Land Of The Three Towers Vol.II
Written by Nina Scott and Emer Mary Morris and partially devised by the company
You should see the other guy
Maxilla Social Club, Silchester Estate
A show by this company is quite an event. It is being performed in the Maxilla Social Club beneath the Westway near the ruins of the Grenfell tower.
Someone surrounded by shelves of books is playing a piano outside the club. Towering above them on the wall of the Westway is a mural declaring “The Truth Will Not Be Hidden”.
The audience reflects the age and ethnic diversity of the area, and that suits the performers who are travelling with stories of how other housing estates have battled the so-called regeneration that threatens to purge London of the poor.
The show is a fast-paced mix of verbatim interview material, poetry, songs, dance and a good deal of upbeat humour.
Entry price is whatever a person can afford and we are welcomed with free drinks and snacks.
An opening poem quickly reminds us of the way those who run the housing system can inflict a terrible silence on people.
Ifrah Ismael says they try to “Crush us compact, Until we're just 1 cubic metre of shame, Until we're too afraid to open the following: newspapers, brown envelopes, front doors, fridge doors, curtains and, finally, mouths.”
Structured as a guide to resistance, the show takes the audience through a sequence from interactions with landlords and the council to the ways that eviction can be fought.
It also contrasts a typical regeneration plan from Lambeth with “The People’s Plan” (TPP) developed by the residents of architecturally well-regarded Cressingham Gardens.
Although the TPP seems to score higher on most criteria and avoids demolishing people’s homes, it crucially did not produce enough high market value houses and was rejected. The Lambeth plan produced 135 investment opportunities, compared to the TPP’s three.

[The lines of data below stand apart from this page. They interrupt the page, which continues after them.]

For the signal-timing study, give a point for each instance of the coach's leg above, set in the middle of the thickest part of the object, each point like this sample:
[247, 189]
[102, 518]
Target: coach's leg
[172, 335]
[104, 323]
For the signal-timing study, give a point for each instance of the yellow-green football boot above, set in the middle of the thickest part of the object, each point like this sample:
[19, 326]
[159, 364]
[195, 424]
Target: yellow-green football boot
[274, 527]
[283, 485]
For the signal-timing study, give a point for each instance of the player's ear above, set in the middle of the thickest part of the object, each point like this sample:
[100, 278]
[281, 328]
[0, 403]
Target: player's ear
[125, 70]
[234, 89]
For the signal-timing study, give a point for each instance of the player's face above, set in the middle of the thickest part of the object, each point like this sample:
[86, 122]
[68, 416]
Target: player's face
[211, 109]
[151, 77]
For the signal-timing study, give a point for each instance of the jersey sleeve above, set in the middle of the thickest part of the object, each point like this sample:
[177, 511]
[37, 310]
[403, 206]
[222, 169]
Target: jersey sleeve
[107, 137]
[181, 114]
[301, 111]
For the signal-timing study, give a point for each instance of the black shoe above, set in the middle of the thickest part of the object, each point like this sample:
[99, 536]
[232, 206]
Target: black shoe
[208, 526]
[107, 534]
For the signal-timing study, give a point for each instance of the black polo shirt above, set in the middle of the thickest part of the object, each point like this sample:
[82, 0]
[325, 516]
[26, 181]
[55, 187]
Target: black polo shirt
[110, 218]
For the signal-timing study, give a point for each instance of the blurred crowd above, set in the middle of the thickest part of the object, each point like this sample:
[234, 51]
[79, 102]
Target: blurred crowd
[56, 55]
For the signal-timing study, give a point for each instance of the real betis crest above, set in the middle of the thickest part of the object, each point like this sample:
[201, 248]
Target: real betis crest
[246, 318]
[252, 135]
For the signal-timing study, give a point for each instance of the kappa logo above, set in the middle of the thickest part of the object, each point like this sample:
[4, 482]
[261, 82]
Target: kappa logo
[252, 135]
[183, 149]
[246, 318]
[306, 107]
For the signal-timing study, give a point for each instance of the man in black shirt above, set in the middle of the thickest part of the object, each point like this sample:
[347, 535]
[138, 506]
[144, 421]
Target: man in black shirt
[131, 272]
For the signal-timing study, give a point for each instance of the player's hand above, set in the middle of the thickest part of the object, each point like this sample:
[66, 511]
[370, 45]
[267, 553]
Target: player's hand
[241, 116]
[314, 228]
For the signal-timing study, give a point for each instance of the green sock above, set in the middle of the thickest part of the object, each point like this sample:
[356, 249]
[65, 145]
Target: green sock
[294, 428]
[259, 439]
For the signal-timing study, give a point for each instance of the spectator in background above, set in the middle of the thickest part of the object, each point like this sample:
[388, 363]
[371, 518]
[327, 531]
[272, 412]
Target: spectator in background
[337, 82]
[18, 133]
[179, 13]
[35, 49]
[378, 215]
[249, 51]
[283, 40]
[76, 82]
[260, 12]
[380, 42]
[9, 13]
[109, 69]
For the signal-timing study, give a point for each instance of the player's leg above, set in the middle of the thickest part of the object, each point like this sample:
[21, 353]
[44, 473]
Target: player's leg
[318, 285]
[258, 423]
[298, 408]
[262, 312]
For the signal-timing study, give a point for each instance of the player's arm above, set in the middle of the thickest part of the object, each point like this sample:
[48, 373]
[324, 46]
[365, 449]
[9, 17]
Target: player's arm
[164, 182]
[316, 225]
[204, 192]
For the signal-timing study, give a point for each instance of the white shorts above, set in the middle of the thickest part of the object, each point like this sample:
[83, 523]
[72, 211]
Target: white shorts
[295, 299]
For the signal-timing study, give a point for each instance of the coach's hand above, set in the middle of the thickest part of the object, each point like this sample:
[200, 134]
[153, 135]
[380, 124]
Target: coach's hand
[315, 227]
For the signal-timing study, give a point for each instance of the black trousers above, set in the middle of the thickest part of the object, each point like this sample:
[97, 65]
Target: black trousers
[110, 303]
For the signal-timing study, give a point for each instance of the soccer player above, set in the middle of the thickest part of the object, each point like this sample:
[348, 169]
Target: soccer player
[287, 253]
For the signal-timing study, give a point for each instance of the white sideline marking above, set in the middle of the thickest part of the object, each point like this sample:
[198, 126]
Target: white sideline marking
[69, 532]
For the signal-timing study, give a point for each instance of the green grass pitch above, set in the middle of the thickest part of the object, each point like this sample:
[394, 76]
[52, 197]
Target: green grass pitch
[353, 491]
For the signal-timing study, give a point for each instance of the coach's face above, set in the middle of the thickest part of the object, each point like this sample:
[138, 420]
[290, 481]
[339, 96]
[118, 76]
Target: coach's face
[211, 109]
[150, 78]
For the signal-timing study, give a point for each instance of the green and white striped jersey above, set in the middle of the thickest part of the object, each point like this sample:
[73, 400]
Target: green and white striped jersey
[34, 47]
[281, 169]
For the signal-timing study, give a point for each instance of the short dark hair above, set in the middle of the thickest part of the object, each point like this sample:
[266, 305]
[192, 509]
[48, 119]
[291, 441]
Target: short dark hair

The Mayor of Newham Council Robin Wales (Chisara Agor), in a comical big jacket and flanked by two sock puppets in suits, explains in Neo-Liberal speak, “we’ve come up with a new concept. The concept is resilience. The idea that we should support people to help themselves... (because) we need an income stream.”
The reality is the destruction of communities like the Carpenters estate in Newham.
Mutly (Redd Roche) speaks affectionately of the “great great times” living in Dennison Point for thirty years before he was evicted in 2014.
“Carpenters? It was known as the land of the three towers... cos no matter whether you are in the underground commin out of the tunnel or going back into it, it’s the first thing or the last thing you see.”
There are others we hear desperately trying to speak to the council, arguing with bailiffs, and reflecting on friends who have been moved on.
The show is always positive about the steps to resist and it is this along with the music and humour which gives it an uplifting feel.
Afterwards, I was told they had been “invited to perform at a housing occupation near Grenfell”.
I’m sure Theresa and Jeremy will be very welcome to join them.